The rest needs more numbers and slightly better explication (or we’d need to speak Swedish better to parse it ourselves). As is, we’re not sure the second two numbers are subsets of the 52%. They wouldn’t seem so, but they add together right.
SKGS president Kenneth Eriksson commented, "Although the study was conducted at a time when nuclear power was challenged, following disruptions and high electricity prices, support for nuclear power is strong." He added, "It is reasonable to assume that the support would have been even higher in a more normal year."
If so, perhaps the 2011 poll will show better numbers – but, frankly, we wouldn’t expect Eriksson to say anything different about this one, and his words do suggest disappointment. “Nuclear energy - disruptions and high electricity prices” is not a very good slogan and may not be – is even likely not to be – due to nuclear energy. (We doubt it could get to 52% in that case.)
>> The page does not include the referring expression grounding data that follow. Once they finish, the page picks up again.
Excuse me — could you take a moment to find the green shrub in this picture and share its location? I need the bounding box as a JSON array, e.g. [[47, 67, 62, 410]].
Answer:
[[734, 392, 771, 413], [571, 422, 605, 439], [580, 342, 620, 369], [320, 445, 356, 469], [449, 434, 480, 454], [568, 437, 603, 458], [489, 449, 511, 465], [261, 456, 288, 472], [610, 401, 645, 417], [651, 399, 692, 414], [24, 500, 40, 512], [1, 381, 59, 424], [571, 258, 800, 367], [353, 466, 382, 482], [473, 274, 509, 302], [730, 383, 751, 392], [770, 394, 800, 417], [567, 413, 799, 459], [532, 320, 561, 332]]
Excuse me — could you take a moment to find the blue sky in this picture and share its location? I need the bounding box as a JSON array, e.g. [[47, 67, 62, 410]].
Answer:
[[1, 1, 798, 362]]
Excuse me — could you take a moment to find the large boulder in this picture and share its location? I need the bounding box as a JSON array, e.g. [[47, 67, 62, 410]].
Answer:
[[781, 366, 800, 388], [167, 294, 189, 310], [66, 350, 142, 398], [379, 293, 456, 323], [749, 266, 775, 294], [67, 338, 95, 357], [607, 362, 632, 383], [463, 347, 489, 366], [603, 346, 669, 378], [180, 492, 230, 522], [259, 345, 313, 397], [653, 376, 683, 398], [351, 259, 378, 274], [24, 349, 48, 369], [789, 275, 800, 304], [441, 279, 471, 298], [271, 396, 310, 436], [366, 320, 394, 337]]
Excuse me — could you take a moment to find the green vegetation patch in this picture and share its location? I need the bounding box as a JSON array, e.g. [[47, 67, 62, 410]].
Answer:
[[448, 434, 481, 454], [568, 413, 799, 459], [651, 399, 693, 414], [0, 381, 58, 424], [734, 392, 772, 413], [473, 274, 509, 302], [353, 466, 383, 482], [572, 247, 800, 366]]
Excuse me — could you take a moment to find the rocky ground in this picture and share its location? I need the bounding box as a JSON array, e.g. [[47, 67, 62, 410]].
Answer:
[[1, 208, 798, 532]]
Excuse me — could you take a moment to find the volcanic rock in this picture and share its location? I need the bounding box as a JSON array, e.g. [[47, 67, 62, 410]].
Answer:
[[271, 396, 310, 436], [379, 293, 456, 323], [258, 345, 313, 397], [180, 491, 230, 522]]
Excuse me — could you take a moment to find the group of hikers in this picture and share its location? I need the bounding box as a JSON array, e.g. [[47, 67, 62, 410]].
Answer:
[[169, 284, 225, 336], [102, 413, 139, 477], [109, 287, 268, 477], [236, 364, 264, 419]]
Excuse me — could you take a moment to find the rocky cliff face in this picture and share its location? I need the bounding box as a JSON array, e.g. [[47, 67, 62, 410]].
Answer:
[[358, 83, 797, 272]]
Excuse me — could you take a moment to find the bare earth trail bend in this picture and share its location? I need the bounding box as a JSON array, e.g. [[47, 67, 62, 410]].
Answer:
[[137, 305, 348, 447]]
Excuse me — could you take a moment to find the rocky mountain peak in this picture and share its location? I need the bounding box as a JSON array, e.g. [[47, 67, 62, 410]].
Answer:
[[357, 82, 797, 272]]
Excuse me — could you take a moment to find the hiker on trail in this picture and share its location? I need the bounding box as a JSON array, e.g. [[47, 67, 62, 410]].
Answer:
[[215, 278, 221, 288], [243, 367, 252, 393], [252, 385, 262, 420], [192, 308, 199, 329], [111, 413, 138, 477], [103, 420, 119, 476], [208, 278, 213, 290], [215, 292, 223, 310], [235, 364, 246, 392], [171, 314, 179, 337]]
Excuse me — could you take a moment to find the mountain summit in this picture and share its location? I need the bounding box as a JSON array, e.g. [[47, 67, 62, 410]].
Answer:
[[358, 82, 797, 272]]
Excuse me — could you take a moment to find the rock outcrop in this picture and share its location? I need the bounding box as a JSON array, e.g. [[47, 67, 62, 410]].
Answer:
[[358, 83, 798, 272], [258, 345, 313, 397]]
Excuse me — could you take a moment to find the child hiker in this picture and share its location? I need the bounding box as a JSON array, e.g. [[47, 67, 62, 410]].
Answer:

The conclusion? Sweden may not be the best go-to place to prove one thing or another, at least from a PR point-of-view. Nuclear energy has majority support and Swedes want to go forward with it, but after that, it’s hard to interpret the tepid numbers except perhaps as soft support. Eriksson might be onto something, though, so it may be worth tabling the discussion until next year to see where the trend goes.